Pendergast recogió su maletín, lo abrió y sacó unas hojas impresas por ordenador.

—Dispongo de un informe sobre el ADN de la garra descubierta en una de las primeras víctimas. No puedo enseñárselo, por supuesto; la oficina de Nueva York lo desaprobaría.

—Entiendo. Continúa creyendo que la garra es la mejor pista con que cuenta hasta el momento.

—Es la única pista importante, doctor Frock. Le explicaré mis conclusiones. Sospecho que un loco anda suelto por el museo. Mata a sus víctimas de una forma ritual, les abre el cráneo y extrae el hipotálamo.

—¿Con qué fin? —preguntó Frock.

El agente vaciló.

—Presumimos que lo come.

Margo reprimió una exclamación.

—Cabe la posibilidad de que el asesino se esconda en el subsótano —prosiguió Pendergast—. Muchos indicios delatan que ha regresado allí después de asesinar. Sin embargo, hasta el momento hemos sido incapaces de aislar un lugar específico o hallar alguna prueba consistente. Dos perros resultaron muertos durante los rastreos. Como probablemente ya sabía, el edificio se alza sobre un laberinto perfecto de túneles, galerías y pasadizos que se extienden sobre varios niveles subterráneos; el más antiguo data de hace casi ciento cincuenta años. El museo me ha proporcionado planos que apenas cubren un pequeño porcentaje de su extensión total.

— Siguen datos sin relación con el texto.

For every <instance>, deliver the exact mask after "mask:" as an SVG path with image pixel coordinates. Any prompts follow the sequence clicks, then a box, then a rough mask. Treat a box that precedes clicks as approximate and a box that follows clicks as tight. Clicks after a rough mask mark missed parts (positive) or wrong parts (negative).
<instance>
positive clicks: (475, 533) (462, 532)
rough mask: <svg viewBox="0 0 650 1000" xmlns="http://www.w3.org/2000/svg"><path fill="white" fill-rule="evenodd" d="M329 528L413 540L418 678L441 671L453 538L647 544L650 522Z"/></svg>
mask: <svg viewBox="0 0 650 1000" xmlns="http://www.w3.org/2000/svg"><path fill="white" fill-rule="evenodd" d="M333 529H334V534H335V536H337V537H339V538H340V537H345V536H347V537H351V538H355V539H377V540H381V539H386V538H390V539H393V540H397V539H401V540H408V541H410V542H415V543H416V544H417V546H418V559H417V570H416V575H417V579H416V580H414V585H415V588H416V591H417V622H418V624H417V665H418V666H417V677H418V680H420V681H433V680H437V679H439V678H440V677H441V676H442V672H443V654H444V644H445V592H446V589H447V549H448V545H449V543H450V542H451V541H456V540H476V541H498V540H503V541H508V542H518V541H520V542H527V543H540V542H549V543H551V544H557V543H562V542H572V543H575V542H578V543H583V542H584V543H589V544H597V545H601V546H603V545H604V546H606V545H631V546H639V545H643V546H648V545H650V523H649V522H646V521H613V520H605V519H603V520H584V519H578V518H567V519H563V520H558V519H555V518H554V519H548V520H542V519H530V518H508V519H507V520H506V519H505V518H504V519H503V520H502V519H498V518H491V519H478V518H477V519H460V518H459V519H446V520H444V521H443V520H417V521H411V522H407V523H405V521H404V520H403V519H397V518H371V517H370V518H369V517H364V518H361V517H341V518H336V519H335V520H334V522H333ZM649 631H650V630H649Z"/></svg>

»He empleado la palabra «asesino» porque el estudio sobre la fuerza utilizada en los asesinatos indica que se trata de un varón, de una fortaleza casi sobrenatural. Como sabe, usa una especie de arma de tres garras para destripar a las víctimas, que por lo visto elige al azar. Carecemos de móvil. Los interrogatorios a empleados del museo han resultado infructuosos. —Miró a Frock—. Como ve, doctor, nuestra mejor pista sigue siendo la única: el arma, la garra. Por eso me interesa averiguar su procedencia.